Ok, so your example has two convex functions. I'm going to divide each of them by $n$ so they are averages of $n$ random convex functions. I'm also going to write the argument as $\theta$, since it's a parameter to be estimated. I'm also going to assume iid data $(X,Y)$, which is stronger than necessary, but convenient.
Convexity implies that $h_n(\theta)=f_n(\theta)+g_n(\theta)$ is convex. Also, since it is convex, the pointwise convergence (in probability) of $h_n(\theta)$ to a limit $h(\theta)$, which follows from a law of large numbers, is uniform on compact sets. This is enough to ensure that the minimiser $\hat\theta_n$ converges in probability to the minimiser $\theta_0$ of $h(\theta)$. (Well, together with existence of some moments, which I'm usually happy to assume)

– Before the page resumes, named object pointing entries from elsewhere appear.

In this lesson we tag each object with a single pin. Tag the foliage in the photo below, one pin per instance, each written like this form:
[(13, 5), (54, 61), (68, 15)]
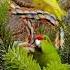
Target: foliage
[(48, 6), (17, 58), (5, 35), (48, 58)]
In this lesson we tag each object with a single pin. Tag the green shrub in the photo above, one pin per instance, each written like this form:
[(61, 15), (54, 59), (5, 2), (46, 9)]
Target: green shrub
[(17, 58)]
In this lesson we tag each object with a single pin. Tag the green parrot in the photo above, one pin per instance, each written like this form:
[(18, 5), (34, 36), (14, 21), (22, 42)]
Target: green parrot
[(46, 54)]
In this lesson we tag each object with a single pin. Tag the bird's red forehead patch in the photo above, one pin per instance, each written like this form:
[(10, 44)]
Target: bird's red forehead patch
[(39, 37)]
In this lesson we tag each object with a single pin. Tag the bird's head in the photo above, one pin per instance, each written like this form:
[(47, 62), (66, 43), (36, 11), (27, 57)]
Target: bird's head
[(38, 39)]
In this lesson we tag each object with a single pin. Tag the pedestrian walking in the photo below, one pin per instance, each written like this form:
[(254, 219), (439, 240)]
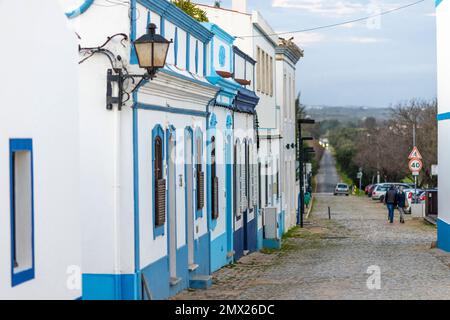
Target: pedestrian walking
[(390, 201), (401, 204)]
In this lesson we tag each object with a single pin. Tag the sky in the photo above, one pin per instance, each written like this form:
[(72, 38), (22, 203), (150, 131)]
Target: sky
[(372, 63)]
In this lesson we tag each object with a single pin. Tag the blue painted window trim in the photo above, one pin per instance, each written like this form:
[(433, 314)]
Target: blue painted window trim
[(162, 29), (175, 46), (149, 17), (443, 116), (211, 134), (133, 17), (204, 59), (196, 56), (171, 131), (19, 145), (82, 9), (188, 165), (198, 135), (211, 58), (188, 51), (156, 132), (178, 17)]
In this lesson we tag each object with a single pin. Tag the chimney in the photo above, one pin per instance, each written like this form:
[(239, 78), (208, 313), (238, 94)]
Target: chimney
[(239, 5)]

Asymptotic normality requires a bit of smoothness. The classical condition is on the third partial derivatives of the objective function, but that's too strong for LAD regression. Write $h^*(\theta;x,y)$ for the function such that $h_n(\theta)=\frac{1}{n}\sum_i h^*(\theta; x_i,y_i)$ -- the single-observation objective function. Assuming independence of observations, it's enough (van der Vaart Asymptotic Statistics Theorem 5.23) that $h^*(\theta;X,Y)$ is differentiable at $\theta_0$ for almost every $(X,Y)$, that $h^*(\theta)$ is Lipschitz on a neighbourhood of $\theta_0$ (automatic for convex functions) and that the expected value $E_{X,Y}[h^*(\theta; X,Y)]$ has a second-order Taylor expansion at $\theta_0$. This does cover LAD regression (under some assumptions on $X$ and $Y$)

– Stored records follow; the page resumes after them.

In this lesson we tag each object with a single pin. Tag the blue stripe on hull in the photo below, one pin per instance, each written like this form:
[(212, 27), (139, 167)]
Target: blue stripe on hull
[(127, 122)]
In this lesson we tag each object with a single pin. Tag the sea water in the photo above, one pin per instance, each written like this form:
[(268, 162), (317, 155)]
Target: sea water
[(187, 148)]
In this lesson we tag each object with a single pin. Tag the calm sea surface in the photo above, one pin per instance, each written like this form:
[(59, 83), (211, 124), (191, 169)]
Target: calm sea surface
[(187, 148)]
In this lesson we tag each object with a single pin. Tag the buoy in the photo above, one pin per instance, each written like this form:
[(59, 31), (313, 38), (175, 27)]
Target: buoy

Now, if $f^*$ and $g^*$ (defined analogously to $h^*$) satisfy the smoothness conditions, then $h^*$ also will satisfy them, and $\hat\theta_n$ will be asymptotically Normal.
I don't know if it's automatically sufficient that $f^*$ and $g^*$ are consistent and asymptotically Normal (I suspect it would be possible to construct some pathological counterexample), but if you have a proof that the minimisers of $f_n$ and $g_n$ are asymptotically Normal, you probably have a proof of sufficient smoothness that translates to $h_n$ and thus a proof that the minimiser of $h_n$ is asymptotically Normal. And in particular it's true for LS and LAD regression.
There are, however, a couple of complications with this as an estimation technique. First, there's no guarantee that $f_n$ and $g_n$ are on remotely comparable scales, so a simple sum may well be a very suboptimal way to combine them. Second, the combined function $h_n$ will have the same roughness as the rougher of the two functions near $\theta_0$ and the same long-range growth as the faster-growing of the two functions far from $\theta_0$. This is typically the opposite of what you want: eg, the Huber $M$-estimator is set up so its influence function looks like the mean when $\theta$ is near $\theta_0$ and like the median when $\theta$ is far from $\theta_0$.